Jacob Encounters Living Water
“And it came to pass, when Jacob saw Rachel the daughter of Laban his mother’s brother, and the sheep of Laban his mother’s brother, that Jacob went near, and rolled the stone from the well’s mouth, and watered the flock of Laban his mother’s brother.” (Genesis 29:10)
By the time that Jacob arrived at his uncle Laban’s land, it seems that he had undergone a remarkable transformation. Earlier on, he had been described as a tent-dweller, in contrast to his rugged brother Esau who was an outdoorsman.
Traditionally in Judaism, Jacob is described as a scholar.
Yet, suddenly it seems that he actually possesses remarkable strength. He is able to single-handedly move the heavy stone off of a community well in order to water his uncle’s sheep.

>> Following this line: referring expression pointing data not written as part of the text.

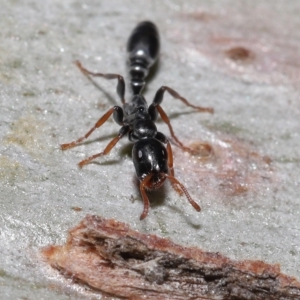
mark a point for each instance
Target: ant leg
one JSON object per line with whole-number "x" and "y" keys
{"x": 164, "y": 140}
{"x": 160, "y": 94}
{"x": 121, "y": 83}
{"x": 117, "y": 112}
{"x": 166, "y": 119}
{"x": 143, "y": 185}
{"x": 107, "y": 149}
{"x": 193, "y": 203}
{"x": 155, "y": 107}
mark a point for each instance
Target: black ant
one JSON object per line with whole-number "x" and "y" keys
{"x": 151, "y": 153}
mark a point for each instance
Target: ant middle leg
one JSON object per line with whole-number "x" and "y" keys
{"x": 107, "y": 149}
{"x": 161, "y": 137}
{"x": 120, "y": 85}
{"x": 118, "y": 114}
{"x": 155, "y": 107}
{"x": 160, "y": 94}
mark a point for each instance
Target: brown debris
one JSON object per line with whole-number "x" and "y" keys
{"x": 110, "y": 257}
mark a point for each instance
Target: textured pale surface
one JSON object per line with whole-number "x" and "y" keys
{"x": 46, "y": 101}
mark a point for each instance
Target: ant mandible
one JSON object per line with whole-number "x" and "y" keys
{"x": 151, "y": 153}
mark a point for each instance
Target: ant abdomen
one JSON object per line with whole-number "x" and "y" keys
{"x": 143, "y": 48}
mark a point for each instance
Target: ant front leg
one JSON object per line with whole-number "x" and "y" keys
{"x": 155, "y": 108}
{"x": 121, "y": 83}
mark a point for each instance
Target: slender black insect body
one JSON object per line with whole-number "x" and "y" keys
{"x": 143, "y": 48}
{"x": 151, "y": 153}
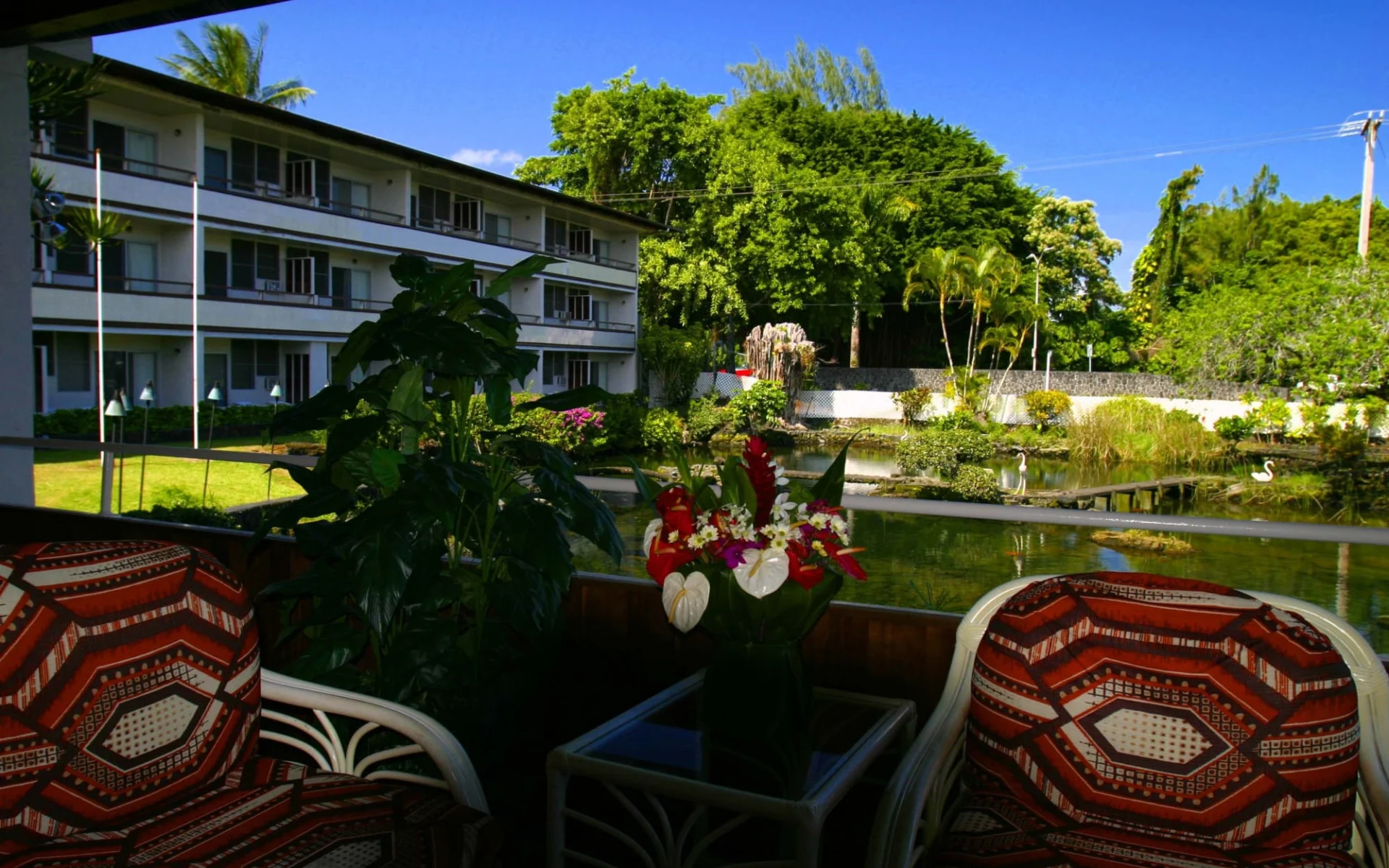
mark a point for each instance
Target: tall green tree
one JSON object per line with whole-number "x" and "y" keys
{"x": 1159, "y": 268}
{"x": 1076, "y": 285}
{"x": 631, "y": 145}
{"x": 231, "y": 63}
{"x": 816, "y": 77}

Either he possessed this strength all along, or it developed as he journeyed in faith and obedience.
If the first is true, then he is a remarkable example of someone who led a balanced life, not neglecting the need to develop his external strength as he developed his internal strength.
If the second is true, then he is an example to all of us how we can be transformed in our walk with Adonai.
Still, if we keep in mind that moving the stone single-handedly was a feat fit for Samson, there is room for both to be true.
Much is made of this meeting at the well in Judaism’s oral tradition, and there are several interpretations, each perhaps building on the other.
Among them, the well is thought to represent Zion, and the three flocks Babylon, Persia, and Greece, imperial powers that drew from the well the wealth of Israel and the Holy Temple.